Les femmes sont discriminées en Algérie. Les associations de défenses des droits des femmes ne cessent d'alerter sur cette situation. Victimes de violences conjugales, qui peuvent arriver aux féminicides, de discriminations en tous genres, les Algériennes doivent se battre pour exister. Ce constat est partagé par la chanteuse franco-algérienne Souad Massi qui n'a pas mâché ses mots pour dépeindre une société inégalitaire.
En effet, la chanteuse engagée a affirmé dans une interview accordée au journal Le Monde qu'elle a grandi dans une société où les femmes sont invisibles. Invisibles parce que « c'était une société d’hommes ! Où les règles étaient faites par les hommes, pour les hommes, et à leur seul bénéfice. Les femmes, petits êtres inférieurs, n’étaient là que pour les servir. Leur sort était joué à la naissance, leur sexe les condamnait à un destin de recluses. Pas de sorties, pas d’éducation, pas de liberté, pas de vie publique. Elles étaient des oiseaux en cage ».
Le constat est donc sans concession. La chanteuse n'y va pas par mille chemins pour dézinguer la société patriarcale. Retournant à son enfance, Souad Massi raconte : « je passais tout mon temps, enfant, avec ces femmes de ma famille et nos voisines, que je trouvais magnifiques et talentueuses. J’écoutais les conversations, j’observais les regards. Ce qui me frappait, c’était la tristesse et la mélancolie de ces femmes. Cela me semblait injuste. Et cette différence avec la liberté des hommes m’était incompréhensible ».
Dès son jeune âge, la chanteuse a pris conscience de sa condition de femme entravée. Cependant, elle se souvient d'une enfance bercée par une grand-mère merveilleuse. « Jusqu’à mes 5 ans, par ma grand-mère paternelle m’a donné très tôt, je crois, une maturité. Elle était pudique, raffinée. Et elle inventait des poèmes qui m’enchantaient. C’était ma Shéhérazade. J’adorais sa compagnie, j’y apprenais des tas de choses, et j’étais révoltée par l’avenir qui m’attendait en tant que femme ».
Pour pouvoir exister et jouir de sa liberté, Souad Massi a eu une stratégie : « Je suis devenue un vrai garçon manqué. Devenir un homme me semblait la seule échappatoire. Un homme libre, puisqu’une femme libre n’existait pas. Un homme sportif, musclé, qui pourrait se défendre − je faisais trois heures de sport par jour, j’étais épuisée. Un homme à qui personne n’oserait dicter sa conduite », explique la chanteuse.

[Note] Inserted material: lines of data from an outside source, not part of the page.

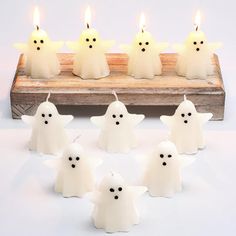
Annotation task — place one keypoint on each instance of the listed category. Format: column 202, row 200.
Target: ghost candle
column 195, row 55
column 144, row 54
column 162, row 176
column 115, row 204
column 76, row 174
column 186, row 129
column 40, row 53
column 48, row 133
column 90, row 60
column 117, row 127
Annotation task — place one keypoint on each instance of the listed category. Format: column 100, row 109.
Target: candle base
column 164, row 90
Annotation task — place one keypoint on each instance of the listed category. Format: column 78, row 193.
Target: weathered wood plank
column 167, row 89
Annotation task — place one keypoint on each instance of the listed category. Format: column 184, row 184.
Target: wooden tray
column 166, row 90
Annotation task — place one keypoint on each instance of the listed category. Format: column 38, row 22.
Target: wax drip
column 114, row 93
column 49, row 94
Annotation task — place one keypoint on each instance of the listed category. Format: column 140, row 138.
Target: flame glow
column 197, row 21
column 142, row 22
column 36, row 17
column 87, row 17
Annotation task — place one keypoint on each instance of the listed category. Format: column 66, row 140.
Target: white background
column 28, row 205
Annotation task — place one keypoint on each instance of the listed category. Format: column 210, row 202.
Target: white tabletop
column 206, row 206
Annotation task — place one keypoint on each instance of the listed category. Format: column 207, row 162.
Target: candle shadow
column 88, row 111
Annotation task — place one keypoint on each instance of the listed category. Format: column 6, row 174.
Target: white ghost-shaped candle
column 76, row 174
column 90, row 60
column 117, row 128
column 41, row 61
column 195, row 55
column 144, row 55
column 115, row 204
column 186, row 130
column 163, row 172
column 48, row 132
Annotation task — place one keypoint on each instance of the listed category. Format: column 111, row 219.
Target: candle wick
column 49, row 94
column 114, row 93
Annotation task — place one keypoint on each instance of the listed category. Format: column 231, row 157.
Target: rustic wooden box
column 166, row 90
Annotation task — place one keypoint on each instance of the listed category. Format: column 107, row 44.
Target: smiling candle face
column 117, row 128
column 186, row 129
column 90, row 61
column 115, row 204
column 48, row 133
column 41, row 58
column 162, row 176
column 76, row 174
column 194, row 60
column 144, row 60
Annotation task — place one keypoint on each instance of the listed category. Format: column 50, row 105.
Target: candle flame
column 36, row 18
column 88, row 17
column 197, row 22
column 142, row 22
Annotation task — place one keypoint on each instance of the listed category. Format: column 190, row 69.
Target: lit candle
column 163, row 173
column 195, row 55
column 144, row 54
column 186, row 130
column 48, row 133
column 40, row 53
column 117, row 128
column 115, row 204
column 76, row 174
column 90, row 60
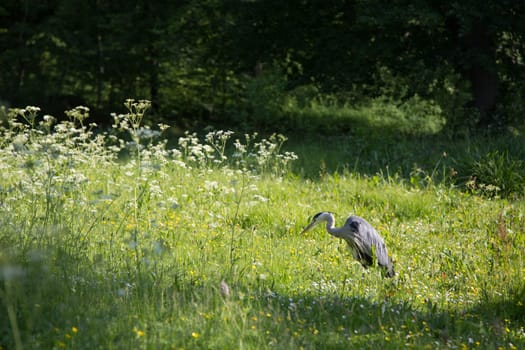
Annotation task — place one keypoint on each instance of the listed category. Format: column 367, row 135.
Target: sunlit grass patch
column 199, row 247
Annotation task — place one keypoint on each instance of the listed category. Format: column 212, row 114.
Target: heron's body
column 364, row 241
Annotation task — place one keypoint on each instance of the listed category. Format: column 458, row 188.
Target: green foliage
column 381, row 116
column 198, row 246
column 495, row 173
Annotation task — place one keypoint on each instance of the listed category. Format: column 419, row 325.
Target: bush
column 495, row 173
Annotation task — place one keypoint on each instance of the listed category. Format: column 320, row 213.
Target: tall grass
column 198, row 246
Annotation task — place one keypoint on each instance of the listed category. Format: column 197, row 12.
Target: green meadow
column 111, row 239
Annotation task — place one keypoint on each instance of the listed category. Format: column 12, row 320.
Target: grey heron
column 365, row 243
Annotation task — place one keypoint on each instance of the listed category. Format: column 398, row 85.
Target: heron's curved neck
column 330, row 227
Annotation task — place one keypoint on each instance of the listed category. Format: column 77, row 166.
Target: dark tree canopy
column 196, row 60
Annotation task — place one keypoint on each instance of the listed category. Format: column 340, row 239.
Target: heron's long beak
column 310, row 226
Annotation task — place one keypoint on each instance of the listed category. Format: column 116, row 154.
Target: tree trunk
column 481, row 70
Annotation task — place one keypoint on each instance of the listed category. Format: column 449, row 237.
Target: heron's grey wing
column 358, row 239
column 370, row 238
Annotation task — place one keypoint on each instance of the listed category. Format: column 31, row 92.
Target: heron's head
column 316, row 219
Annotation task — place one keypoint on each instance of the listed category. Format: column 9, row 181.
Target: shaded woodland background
column 270, row 64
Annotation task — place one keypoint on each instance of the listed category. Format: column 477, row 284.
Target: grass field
column 198, row 246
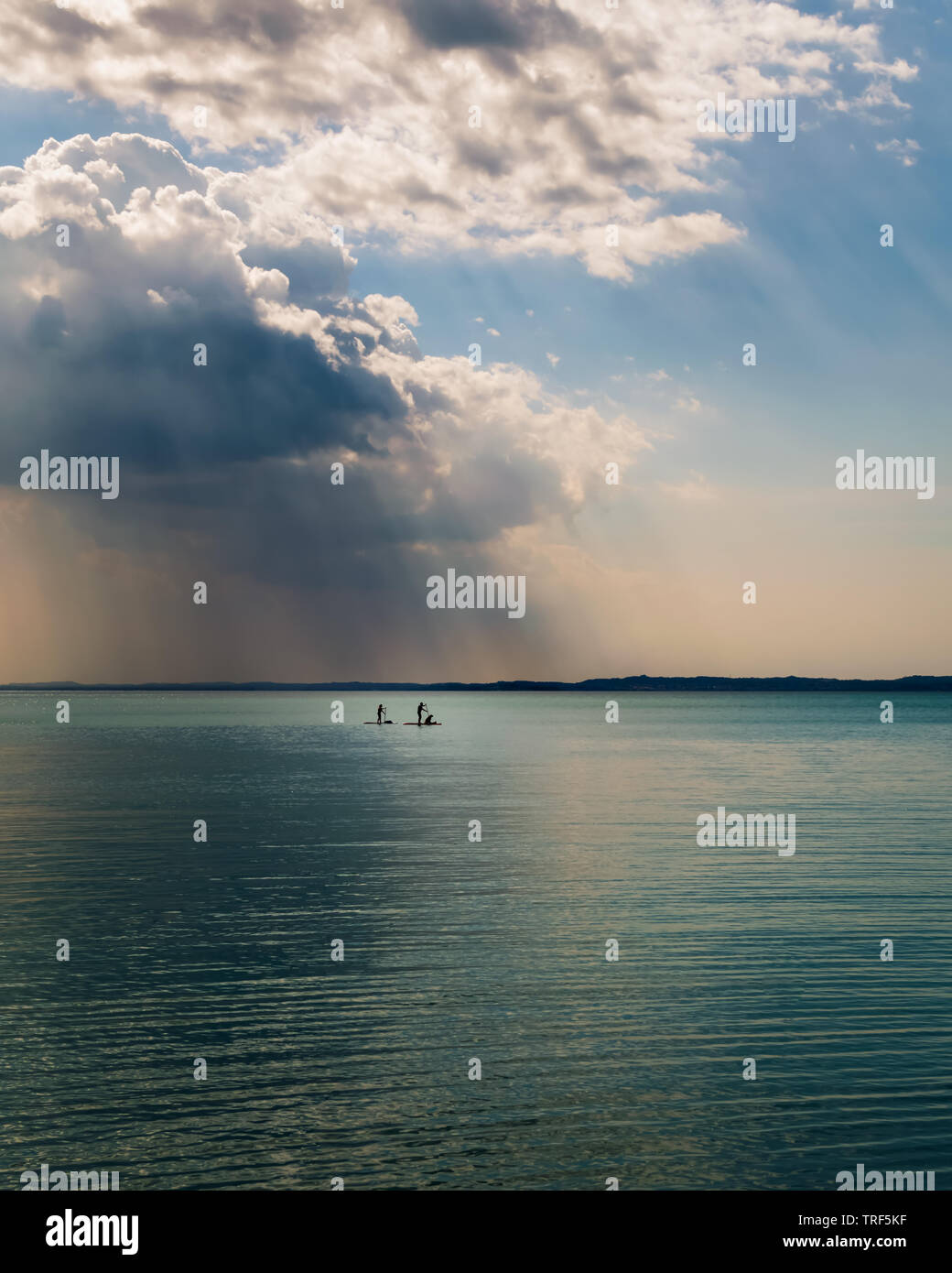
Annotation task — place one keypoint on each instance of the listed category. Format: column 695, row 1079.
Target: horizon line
column 622, row 682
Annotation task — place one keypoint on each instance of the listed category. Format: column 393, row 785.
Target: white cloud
column 369, row 107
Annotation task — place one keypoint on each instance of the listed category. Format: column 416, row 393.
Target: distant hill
column 600, row 685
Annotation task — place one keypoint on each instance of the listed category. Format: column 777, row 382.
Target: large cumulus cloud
column 97, row 359
column 589, row 114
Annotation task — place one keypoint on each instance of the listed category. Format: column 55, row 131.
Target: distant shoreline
column 618, row 684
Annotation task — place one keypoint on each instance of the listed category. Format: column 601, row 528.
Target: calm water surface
column 459, row 950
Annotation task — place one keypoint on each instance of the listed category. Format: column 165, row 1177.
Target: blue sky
column 851, row 353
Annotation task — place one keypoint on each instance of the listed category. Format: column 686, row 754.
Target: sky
column 300, row 189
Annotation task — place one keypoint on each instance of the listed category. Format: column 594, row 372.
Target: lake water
column 457, row 950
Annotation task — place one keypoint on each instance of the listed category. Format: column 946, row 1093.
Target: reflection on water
column 459, row 950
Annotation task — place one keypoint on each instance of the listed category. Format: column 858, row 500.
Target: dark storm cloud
column 492, row 25
column 131, row 388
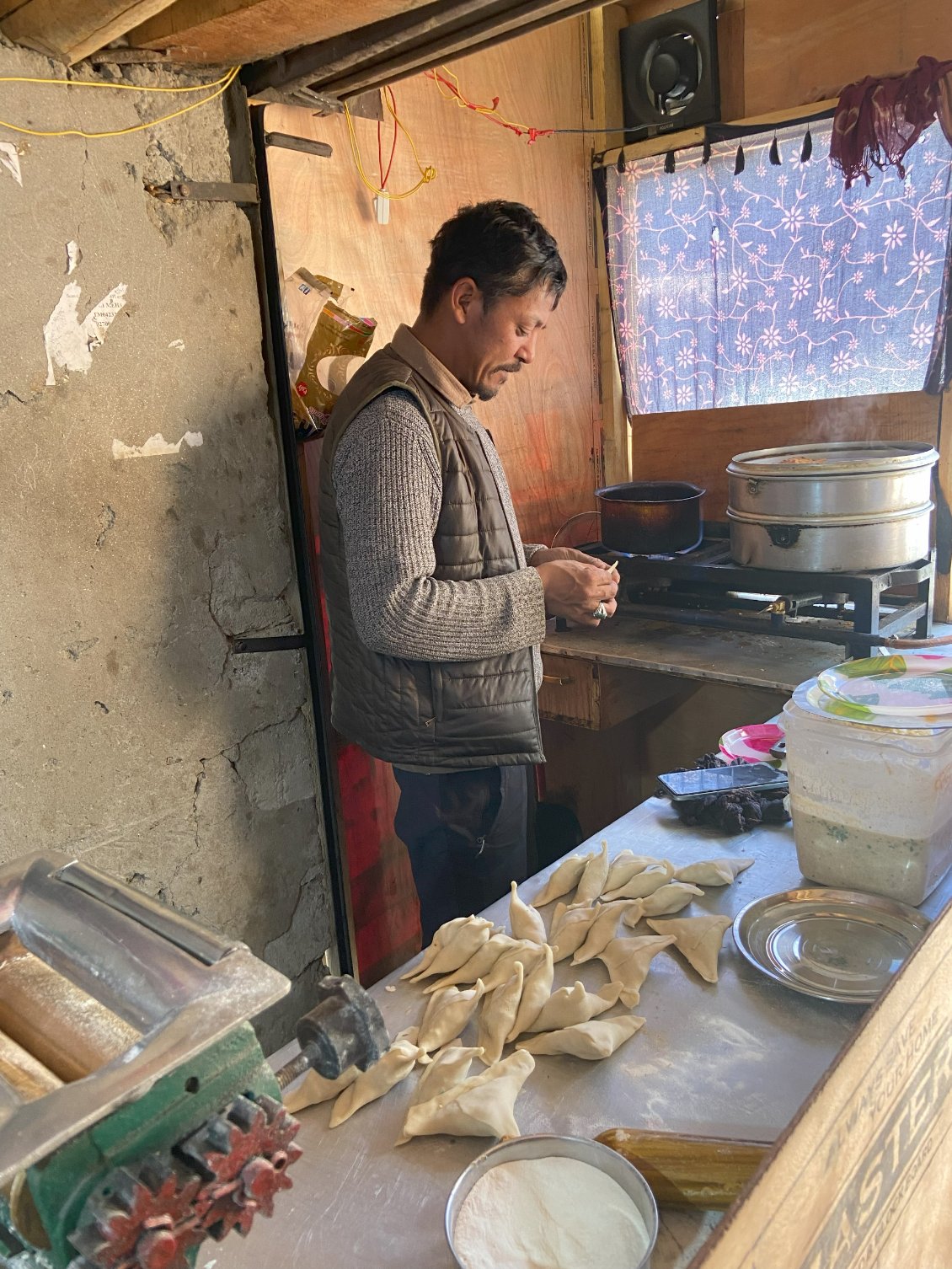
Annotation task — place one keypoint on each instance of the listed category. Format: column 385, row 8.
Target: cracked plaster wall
column 128, row 732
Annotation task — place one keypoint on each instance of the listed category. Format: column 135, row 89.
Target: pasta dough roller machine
column 137, row 1112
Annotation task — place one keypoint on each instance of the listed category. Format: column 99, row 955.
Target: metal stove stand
column 706, row 588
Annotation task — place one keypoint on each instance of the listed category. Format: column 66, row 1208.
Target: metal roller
column 62, row 1027
column 24, row 1073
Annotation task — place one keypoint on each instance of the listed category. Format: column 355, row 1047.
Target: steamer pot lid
column 841, row 458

Victime d'une société patriarcale, la chanteuse a également parlé des hommes qui sont, selon elle, « eux-mêmes prisonniers d’une doctrine. Ils se sont piégés eux-mêmes. Ce système est d’une perversion absolue ». La musique était donc une véritable échappatoire pour cette chanteuse très connue. « Heureusement que j’avais la musique ! L’espace public étant réservé aux hommes, j’étais interdite de café ou de balade en ville. C’est donc dans la musique que je trouvais ma liberté », affirme-t-elle.
Revenant sur sa vie, elle a raconté un épisode qui l'a bouleversé : « j'ai vécu en 2017 une tragédie familiale. Mon ex-mari, avec qui j’étais alors en instance de divorce, a eu l’intention d’assassiner nos deux petites filles en les droguant et en tentant, à l’aide d’une bonbonne de gaz dissimulée dans leur chambre et de 40 litres de pétrole, de faire sauter la maison », raconte-t-elle. Il faut rappeler que ce mari a été condamné à 15 ans de réclusion criminelle pour avoir tenté d’assassiner leurs deux filles.